To be fair, the proposals seek to compensate originators; they propose that genome sequencers publish statements of intent and a project description containing the scope of data and analysis that the originator expects to undertake. This would be a citable means of giving them credit in case they are scooped at the other end of the process. This is a good idea as far as it goes: one potential example has already appeared (M. V. Olson & A. Varki, Nature Rev. Genet. 4, 20–28 (2003); doi:10.1038/nrg981). But will it compensate for the loss of incentive for researchers to stay in the business of data generation if they lose priority protection? Researchers now have an opportunity to feed in their views before the NHGRI's advisory council considers the proposals for its endorsement in May.

Broader community

Most mammalian sequencing projects have adopted principles of openness and unconditional access, whereas microbial and plant sequencers have been less forthcoming. The new proposals potentially project themselves beyond genomics: they suggest that any project where a 'community resource' is the objective should subject itself to the same principles of immediate release without conditions. The Fort Lauderdale meeting focused on genomics, so it remains to be seen whether other branches of biology data generation will accept the fundamental principle espoused: that science will benefit from immediate openness in advance of publication even if data originators lose out. But whatever the discipline, the idea that funding centres should insist on the adoption of such principles smacks of coercion, and may drive sequencers away from public funding.

What of the role of journals? Some referees have refused to review papers from groups that have not deposited data in databases at the time of submission. That is their right, but it is the editors' job to steer around such indirect imposition of principles. Nature has received papers that might have scooped genome sequencers, but judged them to be inappropriate for scientific reasons; they were published elsewhere. We expect that to change — such situations will arise more and more often as bioinformatics improves.

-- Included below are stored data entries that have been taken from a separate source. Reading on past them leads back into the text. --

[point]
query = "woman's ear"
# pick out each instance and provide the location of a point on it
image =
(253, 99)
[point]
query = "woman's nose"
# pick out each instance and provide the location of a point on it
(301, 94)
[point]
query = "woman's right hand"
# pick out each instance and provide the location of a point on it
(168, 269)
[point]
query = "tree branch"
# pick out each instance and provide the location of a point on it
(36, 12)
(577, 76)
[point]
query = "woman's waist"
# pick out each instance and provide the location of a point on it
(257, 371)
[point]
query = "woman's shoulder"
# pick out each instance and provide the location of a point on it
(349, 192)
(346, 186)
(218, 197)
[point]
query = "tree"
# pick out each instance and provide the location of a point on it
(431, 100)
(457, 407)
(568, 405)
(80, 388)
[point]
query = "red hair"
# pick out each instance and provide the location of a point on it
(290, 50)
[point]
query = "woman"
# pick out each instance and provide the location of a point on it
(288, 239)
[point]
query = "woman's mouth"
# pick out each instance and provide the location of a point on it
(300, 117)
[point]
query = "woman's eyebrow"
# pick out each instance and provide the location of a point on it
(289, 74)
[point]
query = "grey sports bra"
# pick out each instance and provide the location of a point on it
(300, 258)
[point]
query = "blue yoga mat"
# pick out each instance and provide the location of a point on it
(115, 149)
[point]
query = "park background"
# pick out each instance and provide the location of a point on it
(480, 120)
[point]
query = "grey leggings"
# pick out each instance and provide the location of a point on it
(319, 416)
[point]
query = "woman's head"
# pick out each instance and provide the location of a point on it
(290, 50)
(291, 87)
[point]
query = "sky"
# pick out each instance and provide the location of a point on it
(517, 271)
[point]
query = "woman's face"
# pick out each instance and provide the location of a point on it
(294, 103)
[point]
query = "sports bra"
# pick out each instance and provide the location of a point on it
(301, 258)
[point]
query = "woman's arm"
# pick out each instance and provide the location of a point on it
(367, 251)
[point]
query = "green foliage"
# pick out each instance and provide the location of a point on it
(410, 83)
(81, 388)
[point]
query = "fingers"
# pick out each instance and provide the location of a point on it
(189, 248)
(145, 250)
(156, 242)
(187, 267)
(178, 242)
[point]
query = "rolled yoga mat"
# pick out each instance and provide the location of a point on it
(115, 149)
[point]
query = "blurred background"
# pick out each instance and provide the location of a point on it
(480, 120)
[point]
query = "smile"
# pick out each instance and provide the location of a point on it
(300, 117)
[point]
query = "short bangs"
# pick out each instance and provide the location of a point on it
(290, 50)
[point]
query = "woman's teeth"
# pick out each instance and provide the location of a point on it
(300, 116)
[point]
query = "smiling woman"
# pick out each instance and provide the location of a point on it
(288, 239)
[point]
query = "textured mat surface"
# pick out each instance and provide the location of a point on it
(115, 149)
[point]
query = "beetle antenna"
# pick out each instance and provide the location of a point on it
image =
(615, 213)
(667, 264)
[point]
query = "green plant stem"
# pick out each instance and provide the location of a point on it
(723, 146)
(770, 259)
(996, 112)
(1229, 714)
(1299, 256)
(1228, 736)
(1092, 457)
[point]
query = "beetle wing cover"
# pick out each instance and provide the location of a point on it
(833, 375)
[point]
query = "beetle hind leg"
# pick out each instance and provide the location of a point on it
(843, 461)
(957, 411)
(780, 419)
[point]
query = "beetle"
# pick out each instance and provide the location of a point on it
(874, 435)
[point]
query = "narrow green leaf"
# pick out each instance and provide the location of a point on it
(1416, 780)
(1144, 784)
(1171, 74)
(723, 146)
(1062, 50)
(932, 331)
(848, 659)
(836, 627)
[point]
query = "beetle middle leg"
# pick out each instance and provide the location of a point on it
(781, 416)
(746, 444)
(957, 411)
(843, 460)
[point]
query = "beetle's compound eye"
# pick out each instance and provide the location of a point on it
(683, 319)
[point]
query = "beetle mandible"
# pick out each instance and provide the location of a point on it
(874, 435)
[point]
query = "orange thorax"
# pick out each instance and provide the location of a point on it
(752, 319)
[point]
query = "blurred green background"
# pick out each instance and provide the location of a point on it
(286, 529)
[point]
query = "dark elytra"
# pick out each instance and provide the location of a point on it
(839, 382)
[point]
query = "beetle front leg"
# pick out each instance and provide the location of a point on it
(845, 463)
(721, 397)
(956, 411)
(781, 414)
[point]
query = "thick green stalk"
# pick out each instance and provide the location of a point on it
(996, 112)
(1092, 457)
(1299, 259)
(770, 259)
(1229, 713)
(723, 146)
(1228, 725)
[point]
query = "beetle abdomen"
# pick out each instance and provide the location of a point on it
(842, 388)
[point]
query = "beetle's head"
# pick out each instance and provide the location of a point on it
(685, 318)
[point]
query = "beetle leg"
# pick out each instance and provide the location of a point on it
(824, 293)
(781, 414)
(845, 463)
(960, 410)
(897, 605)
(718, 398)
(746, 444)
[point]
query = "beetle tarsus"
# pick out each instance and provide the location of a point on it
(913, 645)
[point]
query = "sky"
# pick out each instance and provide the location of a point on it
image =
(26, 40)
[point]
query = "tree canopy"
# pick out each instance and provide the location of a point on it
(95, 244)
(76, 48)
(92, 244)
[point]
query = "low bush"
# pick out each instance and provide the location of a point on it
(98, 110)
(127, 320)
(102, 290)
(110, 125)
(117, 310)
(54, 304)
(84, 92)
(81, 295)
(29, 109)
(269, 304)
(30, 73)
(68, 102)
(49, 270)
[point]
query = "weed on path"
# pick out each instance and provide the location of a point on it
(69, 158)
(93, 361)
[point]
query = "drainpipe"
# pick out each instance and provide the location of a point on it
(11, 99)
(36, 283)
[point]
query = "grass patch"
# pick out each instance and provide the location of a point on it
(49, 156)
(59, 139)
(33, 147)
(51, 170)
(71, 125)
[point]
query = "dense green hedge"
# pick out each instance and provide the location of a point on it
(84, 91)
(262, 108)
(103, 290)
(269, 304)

Editors and peer reviewers must do what they can to ensure that sufficient credit is given to originators of data, and we will generally check papers with originators anyway to ensure that the data are reliably deployed. We will try to ensure that licensing agreements (for as long as they continue) are not contravened. And we will support originators' rights to publish, and be generous in interpretation as to whether a previous publication has scooped them or not. But if a good piece of whole-genome analysis arrives on our desks, we'll publish it whoever it comes from. That, as the Fort Lauderdale proposals also say, is in the best interests of science.